Alaska’s Supreme Court on Thursday dismissed a bid by Republican lawmakers to halt an abuse of power investigation against Governor Sarah Palin, court officials said.
The lawmakers had sought to stop the “Troopergate” probe against Republican vice-presidential nominee Palin, claiming it was politically motivated.
However, in a two-page order released the day before the results of the probe into Palin’s dismissal of a senior official were expected to be made public, the court said the investigation could go ahead.
Palin is being investigated over allegations she abused her position by replacing public safety commissioner Walt Monegan because he refused to sack a state trooper involved in a bitter divorce with her sister.

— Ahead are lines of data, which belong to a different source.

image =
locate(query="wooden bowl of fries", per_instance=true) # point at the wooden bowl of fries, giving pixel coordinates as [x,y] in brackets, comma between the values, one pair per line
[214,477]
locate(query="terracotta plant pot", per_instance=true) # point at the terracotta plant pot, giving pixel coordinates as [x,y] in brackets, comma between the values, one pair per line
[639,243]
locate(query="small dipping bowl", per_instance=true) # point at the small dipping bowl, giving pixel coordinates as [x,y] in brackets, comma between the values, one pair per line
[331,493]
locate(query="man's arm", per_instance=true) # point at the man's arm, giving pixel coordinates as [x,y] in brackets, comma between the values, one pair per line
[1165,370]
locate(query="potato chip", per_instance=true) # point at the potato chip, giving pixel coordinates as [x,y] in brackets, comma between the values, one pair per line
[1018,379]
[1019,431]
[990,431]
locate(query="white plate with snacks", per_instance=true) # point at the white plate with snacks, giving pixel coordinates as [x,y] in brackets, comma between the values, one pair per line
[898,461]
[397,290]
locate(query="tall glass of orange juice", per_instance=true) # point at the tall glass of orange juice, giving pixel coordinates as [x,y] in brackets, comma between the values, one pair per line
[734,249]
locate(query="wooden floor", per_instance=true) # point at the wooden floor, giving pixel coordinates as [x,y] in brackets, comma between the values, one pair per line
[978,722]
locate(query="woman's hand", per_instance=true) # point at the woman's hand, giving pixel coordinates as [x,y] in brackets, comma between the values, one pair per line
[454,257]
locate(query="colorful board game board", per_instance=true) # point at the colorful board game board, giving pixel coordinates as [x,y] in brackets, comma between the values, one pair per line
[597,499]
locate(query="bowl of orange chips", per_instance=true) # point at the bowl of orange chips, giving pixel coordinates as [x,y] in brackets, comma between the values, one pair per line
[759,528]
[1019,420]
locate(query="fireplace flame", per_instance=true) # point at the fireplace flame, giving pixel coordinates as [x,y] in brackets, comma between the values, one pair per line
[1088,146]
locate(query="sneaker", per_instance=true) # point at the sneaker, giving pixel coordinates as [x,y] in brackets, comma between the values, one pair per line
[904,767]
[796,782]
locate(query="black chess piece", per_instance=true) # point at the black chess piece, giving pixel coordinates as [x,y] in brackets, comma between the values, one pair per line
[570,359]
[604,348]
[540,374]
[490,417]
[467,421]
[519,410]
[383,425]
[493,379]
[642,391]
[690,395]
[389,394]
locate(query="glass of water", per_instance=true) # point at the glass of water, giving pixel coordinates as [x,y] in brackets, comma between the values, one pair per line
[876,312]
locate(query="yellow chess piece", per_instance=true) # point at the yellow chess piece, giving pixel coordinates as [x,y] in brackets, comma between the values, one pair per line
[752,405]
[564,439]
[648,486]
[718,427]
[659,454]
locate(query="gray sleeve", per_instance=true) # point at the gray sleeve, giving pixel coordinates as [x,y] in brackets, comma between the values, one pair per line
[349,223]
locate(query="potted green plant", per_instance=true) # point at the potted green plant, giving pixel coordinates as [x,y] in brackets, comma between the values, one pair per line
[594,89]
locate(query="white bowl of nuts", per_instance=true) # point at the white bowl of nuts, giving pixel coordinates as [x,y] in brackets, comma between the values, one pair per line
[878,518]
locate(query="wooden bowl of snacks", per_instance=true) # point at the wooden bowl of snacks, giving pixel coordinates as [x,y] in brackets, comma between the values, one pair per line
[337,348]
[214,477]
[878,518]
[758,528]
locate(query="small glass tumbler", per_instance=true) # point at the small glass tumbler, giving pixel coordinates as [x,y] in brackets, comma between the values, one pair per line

The probe was launched in July, roughly one month before Palin was unveiled as John McCain’s shock choice for election running mate. Six Alaska Republican lawmakers had attempted to have the inquiry halted on the grounds that it was being manipulated by state Democrats.
In an earlier ruling, a lower court found there was no evidence to suggest bias on the part of legislators overseeing the probe.
The inquiry was launched following a unanimous bipartisan vote on July 28, and Palin had initially said she and all state employees would co-operate. However, since her unveiling as McCain’s running mate, Palin and several members of her staff have refused to be questioned, with her campaign branding the probe as “partisan and tainted.”
On Wednesday, a 25-page affidavit by Palin’s husband Todd revealed he had sought the dismissal of the state trooper at the center of the case. However he denied attempting to influence his wife, revealing she had eventually told him to “drop” the matter.
“Anyone who knows Sarah knows she is the governor and she calls the shots,” Todd Palin said in his affidavit.